MH17:Mum Stays Strong For Sake Of Kids

Pic:NSTPic:NSTBINTULU: HOUSEWIFE Simbut Kedit went through a lifetime of hardship but nothing has prepared her for what lies ahead.

The mother of three will have to live without her husband, Meling Mula, one of 298 people on board Malaysia Airlines flight MH17.

Simbut, 39, knows, however, that she has to be strong for the sake of her children, sons Gabriel, 8, and Benedict, 15, and daughter Maryline, 18.

The family live in a two-room apartment at a resettlement area for squatters in Sungai Plan, Tanjung Kidurong, here.

Since the downing of MH17 over eastern Ukrainian on July 17, the family have kept to themselves at home, waiting for news of Meling.

“It has been a long wait. Even the days feel longer,” said Simbut, adding that she had been contacted a few times by officials from Malaysia Airlines and the government. So far, they have not received any information on Meling.

For a week or so, family members and friends kept Simbut and the children company and prayed with them.

They also helped check for news on the tragedy and helped them with their routines.

“It has been more than a month, and once in a while, we would get visits or calls, but there have been no new developments. We pray among ourselves — the children, myself and some close relatives — every day,” she said.

“I also saw the arrival of the (remains of the) victims and the national mourning day on television. It’s so sad,” she said of the return of the first of 20 remains of the 43 Malaysian MH17 victims.

Sitting in her living room where an enlarged photograph of Meling sits on a makeshift altar with two lit candles, Simbut said her husband was a responsible provider.

“We first moved to Sungai Plan when Maryline was still small and built a house.

“We moved here because our relatives were here, too.”

Meling was from Sepaoh in Betong, while Simbut was from Sungai Arip in Balingian before they got married 19 years ago.

“He worked many jobs, from lorry driver to construction worker. Whatever work he could get to earn money for the family. Things got better over the years, but now, I guess things will be different.”
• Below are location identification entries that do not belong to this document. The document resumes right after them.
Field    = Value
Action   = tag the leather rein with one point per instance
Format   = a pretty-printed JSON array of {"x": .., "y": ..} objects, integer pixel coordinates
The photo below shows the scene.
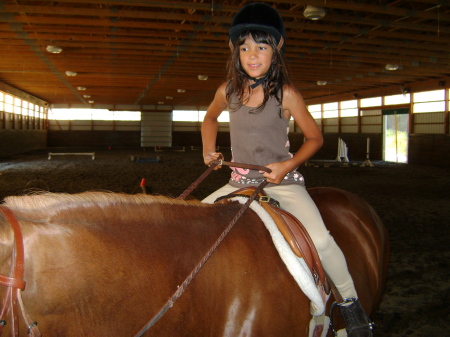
[
  {"x": 15, "y": 283},
  {"x": 170, "y": 302}
]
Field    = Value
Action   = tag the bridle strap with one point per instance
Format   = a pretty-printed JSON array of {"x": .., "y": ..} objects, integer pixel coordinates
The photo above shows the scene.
[
  {"x": 170, "y": 302},
  {"x": 15, "y": 284}
]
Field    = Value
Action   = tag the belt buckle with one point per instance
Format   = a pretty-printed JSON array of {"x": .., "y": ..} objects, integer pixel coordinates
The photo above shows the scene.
[
  {"x": 270, "y": 200},
  {"x": 264, "y": 198}
]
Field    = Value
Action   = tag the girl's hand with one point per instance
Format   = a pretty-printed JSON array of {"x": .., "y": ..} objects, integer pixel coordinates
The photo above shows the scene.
[
  {"x": 279, "y": 171},
  {"x": 211, "y": 156}
]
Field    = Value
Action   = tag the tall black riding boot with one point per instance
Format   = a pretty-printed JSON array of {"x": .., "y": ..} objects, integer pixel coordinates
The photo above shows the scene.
[{"x": 357, "y": 323}]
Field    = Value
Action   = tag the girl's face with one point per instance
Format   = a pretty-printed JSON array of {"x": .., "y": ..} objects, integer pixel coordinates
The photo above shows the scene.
[{"x": 256, "y": 58}]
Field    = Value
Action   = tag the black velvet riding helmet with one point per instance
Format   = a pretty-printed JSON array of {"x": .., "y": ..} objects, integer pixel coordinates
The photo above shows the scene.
[{"x": 258, "y": 16}]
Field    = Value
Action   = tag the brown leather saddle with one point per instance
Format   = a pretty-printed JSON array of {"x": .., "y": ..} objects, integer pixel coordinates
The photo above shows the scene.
[{"x": 292, "y": 230}]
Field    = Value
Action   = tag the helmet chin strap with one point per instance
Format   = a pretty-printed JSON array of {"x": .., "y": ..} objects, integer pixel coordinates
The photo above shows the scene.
[{"x": 257, "y": 81}]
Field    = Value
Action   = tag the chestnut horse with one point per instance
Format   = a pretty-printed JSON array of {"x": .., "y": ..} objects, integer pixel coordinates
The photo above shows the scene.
[{"x": 103, "y": 264}]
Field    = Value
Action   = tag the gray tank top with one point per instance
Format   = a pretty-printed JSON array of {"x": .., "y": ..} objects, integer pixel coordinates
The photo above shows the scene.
[{"x": 259, "y": 138}]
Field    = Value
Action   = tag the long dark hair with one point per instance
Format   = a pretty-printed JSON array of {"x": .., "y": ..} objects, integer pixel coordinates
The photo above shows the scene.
[{"x": 277, "y": 75}]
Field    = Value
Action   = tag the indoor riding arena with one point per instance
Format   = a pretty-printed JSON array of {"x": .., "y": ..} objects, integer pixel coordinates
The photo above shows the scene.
[{"x": 110, "y": 96}]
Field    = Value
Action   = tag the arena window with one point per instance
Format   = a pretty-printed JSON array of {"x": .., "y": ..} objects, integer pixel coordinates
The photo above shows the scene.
[
  {"x": 349, "y": 108},
  {"x": 369, "y": 102},
  {"x": 196, "y": 116},
  {"x": 429, "y": 101},
  {"x": 397, "y": 99},
  {"x": 93, "y": 114},
  {"x": 330, "y": 110},
  {"x": 315, "y": 110}
]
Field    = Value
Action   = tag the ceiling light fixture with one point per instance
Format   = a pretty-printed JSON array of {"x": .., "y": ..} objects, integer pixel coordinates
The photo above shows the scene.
[
  {"x": 391, "y": 66},
  {"x": 54, "y": 49},
  {"x": 314, "y": 13}
]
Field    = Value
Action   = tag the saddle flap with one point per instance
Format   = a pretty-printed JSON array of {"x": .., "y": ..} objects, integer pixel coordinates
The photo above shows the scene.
[{"x": 293, "y": 231}]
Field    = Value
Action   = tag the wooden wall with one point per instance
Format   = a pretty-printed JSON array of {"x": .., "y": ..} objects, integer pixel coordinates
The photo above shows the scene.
[{"x": 19, "y": 141}]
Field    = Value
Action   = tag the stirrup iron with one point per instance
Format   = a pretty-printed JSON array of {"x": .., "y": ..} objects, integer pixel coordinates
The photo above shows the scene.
[{"x": 357, "y": 323}]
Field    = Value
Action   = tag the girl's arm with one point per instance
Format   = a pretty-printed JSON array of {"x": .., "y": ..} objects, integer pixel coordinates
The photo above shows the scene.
[
  {"x": 210, "y": 125},
  {"x": 294, "y": 105}
]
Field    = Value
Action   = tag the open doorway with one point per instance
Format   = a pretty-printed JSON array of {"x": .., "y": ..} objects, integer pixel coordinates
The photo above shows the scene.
[{"x": 395, "y": 135}]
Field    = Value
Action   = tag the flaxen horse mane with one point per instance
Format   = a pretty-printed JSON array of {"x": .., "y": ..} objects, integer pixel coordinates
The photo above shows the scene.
[{"x": 46, "y": 205}]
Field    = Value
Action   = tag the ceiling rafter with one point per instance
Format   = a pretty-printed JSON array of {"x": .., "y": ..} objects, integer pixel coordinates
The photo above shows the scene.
[{"x": 129, "y": 51}]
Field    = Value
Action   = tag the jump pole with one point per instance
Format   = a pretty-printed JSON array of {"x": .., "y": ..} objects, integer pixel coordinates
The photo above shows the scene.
[
  {"x": 92, "y": 154},
  {"x": 367, "y": 162},
  {"x": 342, "y": 151}
]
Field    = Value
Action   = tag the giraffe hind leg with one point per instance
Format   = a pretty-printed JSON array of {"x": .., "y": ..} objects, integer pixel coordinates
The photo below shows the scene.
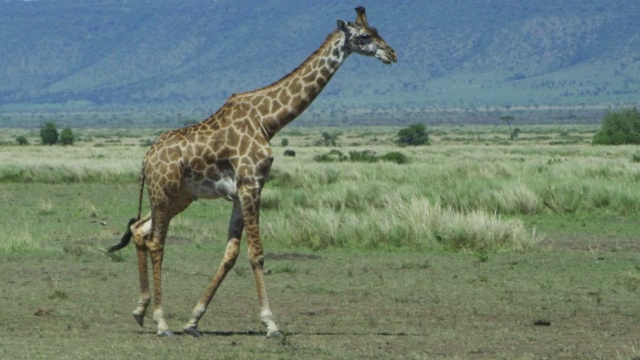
[{"x": 141, "y": 231}]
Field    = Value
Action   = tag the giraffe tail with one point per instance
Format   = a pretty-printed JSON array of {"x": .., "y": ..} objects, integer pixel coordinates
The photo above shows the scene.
[{"x": 126, "y": 238}]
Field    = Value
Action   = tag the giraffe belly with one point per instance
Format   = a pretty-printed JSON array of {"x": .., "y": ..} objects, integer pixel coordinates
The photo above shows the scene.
[{"x": 225, "y": 188}]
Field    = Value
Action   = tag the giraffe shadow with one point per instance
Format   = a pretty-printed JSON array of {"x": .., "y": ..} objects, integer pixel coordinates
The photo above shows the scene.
[{"x": 251, "y": 333}]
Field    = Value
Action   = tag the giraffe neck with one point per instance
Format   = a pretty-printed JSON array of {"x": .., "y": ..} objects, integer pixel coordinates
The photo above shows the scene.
[{"x": 281, "y": 102}]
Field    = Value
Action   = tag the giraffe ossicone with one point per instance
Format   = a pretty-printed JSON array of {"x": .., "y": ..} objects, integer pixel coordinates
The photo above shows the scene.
[{"x": 228, "y": 156}]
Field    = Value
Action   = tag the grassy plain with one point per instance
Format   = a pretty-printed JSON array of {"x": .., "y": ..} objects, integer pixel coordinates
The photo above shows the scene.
[{"x": 480, "y": 247}]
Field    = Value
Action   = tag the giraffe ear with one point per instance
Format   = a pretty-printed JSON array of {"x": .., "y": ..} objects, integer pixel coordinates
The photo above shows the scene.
[{"x": 342, "y": 26}]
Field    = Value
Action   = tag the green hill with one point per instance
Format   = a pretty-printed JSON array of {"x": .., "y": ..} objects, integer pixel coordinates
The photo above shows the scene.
[{"x": 184, "y": 58}]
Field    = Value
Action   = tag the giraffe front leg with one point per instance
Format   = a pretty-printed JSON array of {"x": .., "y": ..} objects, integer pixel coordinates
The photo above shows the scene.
[
  {"x": 230, "y": 255},
  {"x": 251, "y": 206},
  {"x": 158, "y": 314},
  {"x": 145, "y": 298}
]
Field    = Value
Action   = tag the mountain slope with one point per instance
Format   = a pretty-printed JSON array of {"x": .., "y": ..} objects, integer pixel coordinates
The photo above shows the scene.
[{"x": 191, "y": 55}]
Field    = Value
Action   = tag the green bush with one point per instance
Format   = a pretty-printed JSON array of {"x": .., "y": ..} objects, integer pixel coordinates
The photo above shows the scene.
[
  {"x": 396, "y": 157},
  {"x": 363, "y": 156},
  {"x": 413, "y": 135},
  {"x": 67, "y": 137},
  {"x": 49, "y": 133},
  {"x": 332, "y": 156},
  {"x": 21, "y": 140},
  {"x": 619, "y": 127}
]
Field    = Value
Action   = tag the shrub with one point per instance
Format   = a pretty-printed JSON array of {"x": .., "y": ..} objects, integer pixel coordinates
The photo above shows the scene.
[
  {"x": 619, "y": 127},
  {"x": 67, "y": 137},
  {"x": 413, "y": 135},
  {"x": 49, "y": 133},
  {"x": 332, "y": 156},
  {"x": 363, "y": 156},
  {"x": 396, "y": 157},
  {"x": 21, "y": 140}
]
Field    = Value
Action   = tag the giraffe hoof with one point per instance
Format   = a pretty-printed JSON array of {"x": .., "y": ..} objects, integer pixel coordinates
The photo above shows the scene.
[
  {"x": 193, "y": 331},
  {"x": 139, "y": 319},
  {"x": 275, "y": 334},
  {"x": 165, "y": 333}
]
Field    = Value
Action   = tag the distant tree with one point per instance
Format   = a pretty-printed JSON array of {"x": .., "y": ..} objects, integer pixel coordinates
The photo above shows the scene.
[
  {"x": 49, "y": 133},
  {"x": 508, "y": 119},
  {"x": 413, "y": 135},
  {"x": 619, "y": 127},
  {"x": 21, "y": 140},
  {"x": 67, "y": 137}
]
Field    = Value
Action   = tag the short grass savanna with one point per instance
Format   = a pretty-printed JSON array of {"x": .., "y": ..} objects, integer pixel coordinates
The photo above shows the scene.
[{"x": 478, "y": 247}]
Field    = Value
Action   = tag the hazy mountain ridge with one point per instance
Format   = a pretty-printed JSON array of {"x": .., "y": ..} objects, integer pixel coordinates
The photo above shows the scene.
[{"x": 193, "y": 54}]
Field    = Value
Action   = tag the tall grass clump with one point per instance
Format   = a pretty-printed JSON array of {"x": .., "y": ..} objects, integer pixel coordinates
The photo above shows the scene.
[{"x": 414, "y": 224}]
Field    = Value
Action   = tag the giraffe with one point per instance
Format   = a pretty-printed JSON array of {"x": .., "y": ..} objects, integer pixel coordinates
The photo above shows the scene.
[{"x": 228, "y": 156}]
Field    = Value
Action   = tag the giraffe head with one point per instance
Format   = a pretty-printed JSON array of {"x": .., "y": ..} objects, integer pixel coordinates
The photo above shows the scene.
[{"x": 364, "y": 39}]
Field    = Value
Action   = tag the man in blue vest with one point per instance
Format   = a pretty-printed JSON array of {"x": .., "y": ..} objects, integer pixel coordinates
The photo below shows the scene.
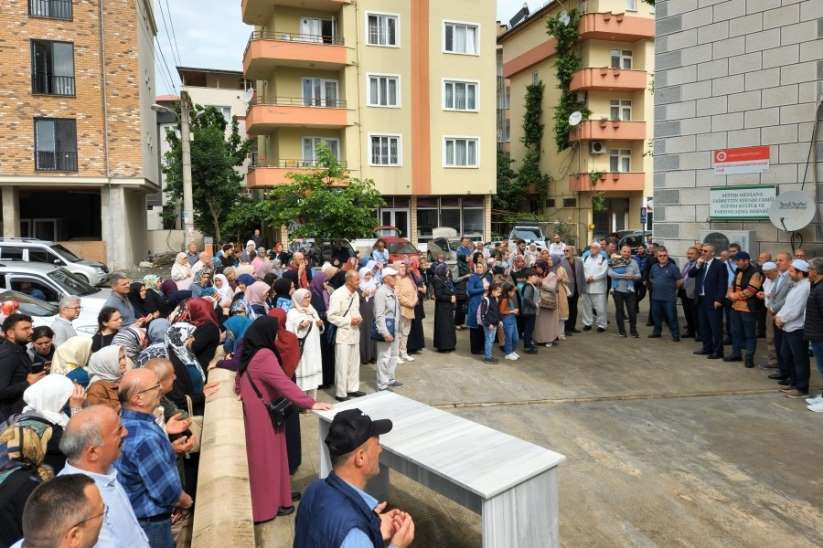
[{"x": 336, "y": 511}]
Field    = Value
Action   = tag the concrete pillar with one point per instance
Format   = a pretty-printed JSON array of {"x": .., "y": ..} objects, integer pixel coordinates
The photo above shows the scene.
[{"x": 11, "y": 212}]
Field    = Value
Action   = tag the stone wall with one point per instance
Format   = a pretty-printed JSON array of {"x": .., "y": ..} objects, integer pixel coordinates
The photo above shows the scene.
[{"x": 731, "y": 74}]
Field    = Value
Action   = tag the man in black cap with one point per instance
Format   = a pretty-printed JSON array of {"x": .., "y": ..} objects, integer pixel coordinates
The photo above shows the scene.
[{"x": 336, "y": 511}]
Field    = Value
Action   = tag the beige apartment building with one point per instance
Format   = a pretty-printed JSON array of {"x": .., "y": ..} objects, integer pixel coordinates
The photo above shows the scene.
[
  {"x": 403, "y": 92},
  {"x": 79, "y": 142},
  {"x": 615, "y": 82}
]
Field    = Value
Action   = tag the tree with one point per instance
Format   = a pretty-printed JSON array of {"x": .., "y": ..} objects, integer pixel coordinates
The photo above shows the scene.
[
  {"x": 326, "y": 203},
  {"x": 216, "y": 183}
]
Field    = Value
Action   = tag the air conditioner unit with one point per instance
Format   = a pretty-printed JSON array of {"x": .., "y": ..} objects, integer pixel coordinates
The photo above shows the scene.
[{"x": 721, "y": 239}]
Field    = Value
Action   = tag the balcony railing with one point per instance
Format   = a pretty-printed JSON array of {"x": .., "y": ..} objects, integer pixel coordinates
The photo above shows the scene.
[
  {"x": 49, "y": 84},
  {"x": 52, "y": 9}
]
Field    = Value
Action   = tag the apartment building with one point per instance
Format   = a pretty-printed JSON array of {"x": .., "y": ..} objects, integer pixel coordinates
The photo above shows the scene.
[
  {"x": 79, "y": 145},
  {"x": 403, "y": 92},
  {"x": 615, "y": 82}
]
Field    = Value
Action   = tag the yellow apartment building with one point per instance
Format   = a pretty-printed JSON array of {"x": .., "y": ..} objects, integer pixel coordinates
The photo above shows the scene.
[
  {"x": 615, "y": 82},
  {"x": 403, "y": 92}
]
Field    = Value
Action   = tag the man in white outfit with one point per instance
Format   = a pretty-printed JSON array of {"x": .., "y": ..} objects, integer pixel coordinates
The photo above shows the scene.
[
  {"x": 595, "y": 270},
  {"x": 344, "y": 312}
]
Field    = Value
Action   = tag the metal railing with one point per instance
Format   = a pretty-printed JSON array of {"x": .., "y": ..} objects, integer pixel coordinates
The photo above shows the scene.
[
  {"x": 49, "y": 84},
  {"x": 53, "y": 9}
]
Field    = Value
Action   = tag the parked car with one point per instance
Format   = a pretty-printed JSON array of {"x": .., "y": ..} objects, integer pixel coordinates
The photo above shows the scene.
[{"x": 42, "y": 251}]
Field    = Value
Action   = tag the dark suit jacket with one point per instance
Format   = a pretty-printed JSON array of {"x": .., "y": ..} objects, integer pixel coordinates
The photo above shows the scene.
[{"x": 714, "y": 280}]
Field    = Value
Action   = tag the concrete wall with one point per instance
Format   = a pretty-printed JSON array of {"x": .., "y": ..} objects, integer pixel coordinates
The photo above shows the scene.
[{"x": 747, "y": 72}]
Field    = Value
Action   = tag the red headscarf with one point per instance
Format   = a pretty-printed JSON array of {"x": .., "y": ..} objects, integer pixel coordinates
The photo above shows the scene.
[
  {"x": 287, "y": 344},
  {"x": 201, "y": 312}
]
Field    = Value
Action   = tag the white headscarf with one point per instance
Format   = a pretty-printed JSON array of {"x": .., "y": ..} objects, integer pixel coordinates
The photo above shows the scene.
[{"x": 47, "y": 398}]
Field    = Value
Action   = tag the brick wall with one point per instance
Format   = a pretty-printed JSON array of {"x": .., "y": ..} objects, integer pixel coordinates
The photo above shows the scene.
[{"x": 750, "y": 71}]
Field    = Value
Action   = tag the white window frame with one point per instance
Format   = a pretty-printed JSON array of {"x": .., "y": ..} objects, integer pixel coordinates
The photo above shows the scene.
[
  {"x": 475, "y": 83},
  {"x": 371, "y": 75},
  {"x": 396, "y": 29},
  {"x": 467, "y": 138},
  {"x": 399, "y": 138},
  {"x": 447, "y": 22}
]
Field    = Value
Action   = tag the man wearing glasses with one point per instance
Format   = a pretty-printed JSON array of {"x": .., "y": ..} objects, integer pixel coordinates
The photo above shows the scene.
[{"x": 147, "y": 468}]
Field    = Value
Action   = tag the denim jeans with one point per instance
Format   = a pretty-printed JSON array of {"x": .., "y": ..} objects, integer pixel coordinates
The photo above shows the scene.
[{"x": 510, "y": 330}]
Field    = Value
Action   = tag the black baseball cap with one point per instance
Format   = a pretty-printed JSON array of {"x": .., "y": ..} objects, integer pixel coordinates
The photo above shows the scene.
[{"x": 351, "y": 428}]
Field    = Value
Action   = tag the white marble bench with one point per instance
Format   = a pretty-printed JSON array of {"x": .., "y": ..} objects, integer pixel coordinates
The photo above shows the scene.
[{"x": 511, "y": 483}]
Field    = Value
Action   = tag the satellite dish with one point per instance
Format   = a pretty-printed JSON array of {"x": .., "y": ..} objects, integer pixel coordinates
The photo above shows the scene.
[
  {"x": 792, "y": 211},
  {"x": 575, "y": 118}
]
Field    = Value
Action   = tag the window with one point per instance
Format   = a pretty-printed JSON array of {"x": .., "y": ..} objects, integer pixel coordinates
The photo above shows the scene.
[
  {"x": 621, "y": 59},
  {"x": 620, "y": 109},
  {"x": 460, "y": 38},
  {"x": 384, "y": 90},
  {"x": 55, "y": 144},
  {"x": 620, "y": 161},
  {"x": 384, "y": 150},
  {"x": 54, "y": 9},
  {"x": 52, "y": 67},
  {"x": 382, "y": 30},
  {"x": 460, "y": 152},
  {"x": 460, "y": 95}
]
Three years ago, Meling was offered a job as a scaffolder on an offshore rig off Venezuela with a group of other Sarawakians. He would return two or three times a year to spend a month with the family before going back to work.

Simbut said the children, especially Benedict and Maryline, were really sad in the first few days following news of the crash, but “they are better now”.

Gabriel, who cuddled Simbut during the interview with the New Sunday Times, seemed oblivious to what has happened and even replied that he wanted to become a pilot when he grew up.

“He is used to not having his father around much, but I think he knows Meling is not coming back.”